What’s the best way to approach this? I feel bad that my first conversation with them would be me complaining but it's affecting my day-to-day, could I maybe put a polite note under the door? I’ve tried earplugs, sleeping on the sofa and at the moment I’m spending whole weekends at my mum’s just so I can get a decent night’s sleep- any serious advice would be appreciated.

OP posts:
SmidgenofaPigeon · 13/08/2021 19:48

@Paint69 Cystic Fibrosis is a terminal illness! Unless she’s lucky enough to get a lung transplant which might buy her a few more years. I think I’d have ‘health anxiety’ If I had to live with a disease like that Confused

Paint69 · 13/08/2021 19:50

@SmidgenofaPigeon poor choice of words, no need to be patronising.

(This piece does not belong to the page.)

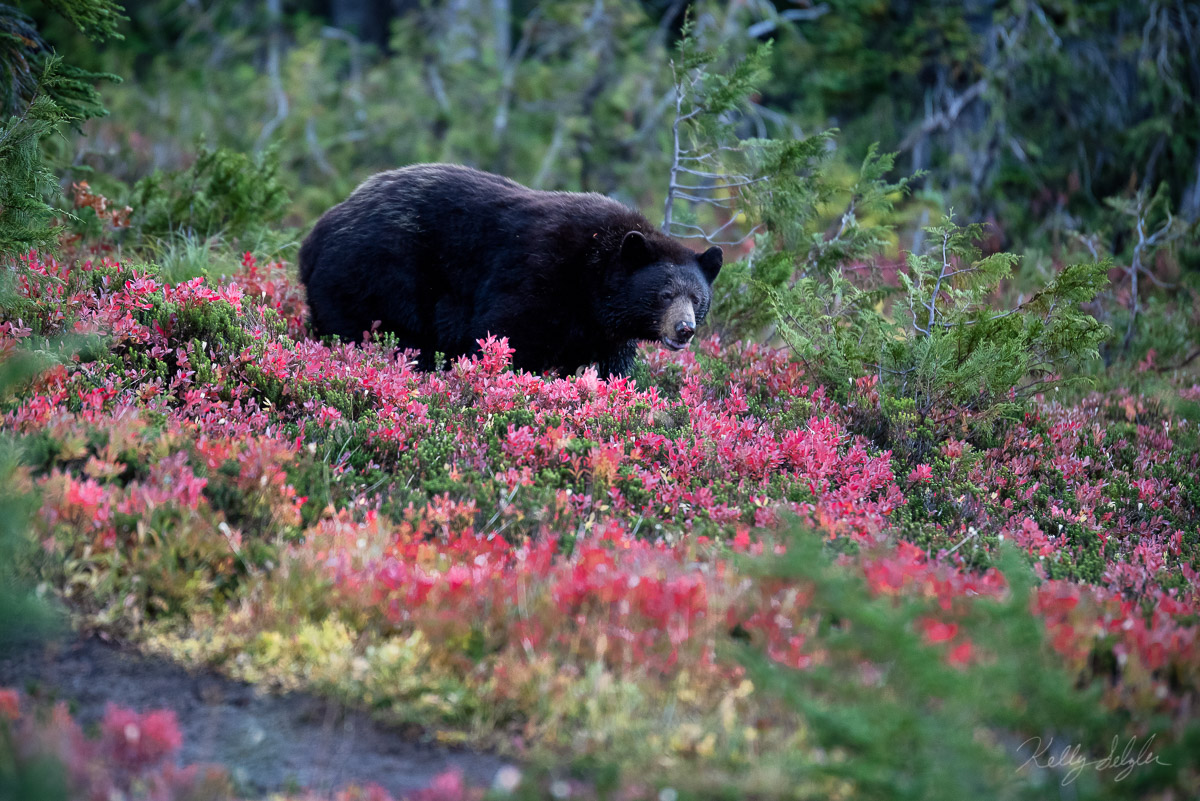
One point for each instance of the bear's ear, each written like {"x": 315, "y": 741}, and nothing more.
{"x": 635, "y": 251}
{"x": 711, "y": 263}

mutin0816 · 17/08/2021 19:35

This reply has been deleted

Message deleted by MNHQ. Here's a link to our Talk guidelines.

Winniewonka · 17/08/2021 19:55

I feel sorry for you, you shouldn't have to move rooms, use white noise or wear headphones in your home due to the thoughtless behaviour of others.
From what you've said, logically it seems like the toddler sleeps most of the day (probably why they don't take them out) and is active from evening onwards with a three hour map around midnight.
You will have to let them know just how much the noise is distracting your sleep but maybe suggest rugs etc to soften the noise.
The fact that they seem to be ignoring visits from health visitors is worrying.

gogohm · 17/08/2021 20:00

If it's consistent, as in 4+ nights a week then contacting the council noise team is you first port of call - they can involve social services etc as required . It could be a shift pattern situation, I've had friends with this issue next door, and the parents there didn't take the kids out, hv did persuade them to get them on a more typical sleep pattern by getting them into a council nursery at 3 where the family could be monitored more. They moved away after a few months.